Les localisations cérébrales de l'antiquité à l'imagerie moderne : Le XVIIIe siècle
La conception ventriculaire du siège de l’âme devait connaître un dernier renfort avec Soemmering (1755-1830). En 1796, dans un ouvrage dédié à Kant, il soutient que l’organe de la pensée est représenté par le liquide des ventricules cérébraux. Il se pose néanmoins le problème du rôle joué par les structures solides du cerveau pour assurer qu’elles représentent des outils à la disposition de la « force » présente dans le liquide. Kant refusa d’accepter le postulat que sa pensée puisse être prisonnière d’une quelconque région délimitée du cerveau.
Après avoir été comparé à un système hydraulique, le système nerveux fut au XVIIIe siècle assimilé à une horloge pleine de poulies, de roues dentées, grâce auxquelles l’esprit tire sur les membres comme un montreur de marionnettes. Les circonvolutions cérébrales sont alors dessinées avec attention par les anatomistes sans qu’il leur soit attribuées de fonctions particulières.
En France, la médecine proprement dite était au XVIIIe siècle une des plus rétrogrades du monde ; à la Faculté de Médecine de Paris, l’esprit de Guy Patin régnait en maître, alors que la chirurgie française tenue à l’écart par la Faculté était la première du monde. Grâce à l’appui de Louis XV, Maréschal, premier chirurgien du roi (1638-1736) et La Peyronie (1678- 1747), son successeur, créèrent en 1731 l’Académie de Chirurgie. Les chirurgiens feront un travail considérable sur l’anatomie et la physiologie du système nerveux se rapportant aux localisations cérébrales. Leur préoccupation était pratique : trouver les signes cliniques qui indiqueraient le siège des lésions dans les plaies de la tête.
Saucerotte (1741-1814) établit par des expériences nombreuses chez le chien que toute compression ou lésion cérébrale entraîne des paralysies du côté opposé du corps ; il s’ensuivit l’idée que les voies motrices se croisent. En 1710, Pourtour du Petry (1674-1741), plus connu pour avoir été le premier à détecter une action du système nerveux sympathique sur la tonicité des vaisseaux, démontra la décussation du faisceau pyramidal. D’autres localisations importantes s’inscrivent à l’actif de Saucerotte : la paralysie faciale expérimentale, des paralysies oculaires, les complications neurologiques dues aux compressions par épanchement sanguin, le rôle du cervelet dans la posture.

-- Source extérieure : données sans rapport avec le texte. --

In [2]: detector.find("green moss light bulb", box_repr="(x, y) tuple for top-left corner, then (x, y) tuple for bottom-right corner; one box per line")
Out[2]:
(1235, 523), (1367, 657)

Chopart (1743-1759) déclara que l’esprit des chirurgiens était peu soucieux de contingences métaphysiques et préoccupé par les problèmes concrets de la clinique : « Je ne cherche point le siège de l’âme, je désire seulement connaître le corps dont la lésion détruit l’usage de nos sens. »
Ces découvertes contribuèrent à l’avancement de la neurologie. Elles sont restées ignorées par les physiologistes et par la plupart des historiensde la médecine de sorte qu’au XIXe siècle on a cru faire œuvre originale en découvrant des faits que les chirurgiens avaient déjà décrits.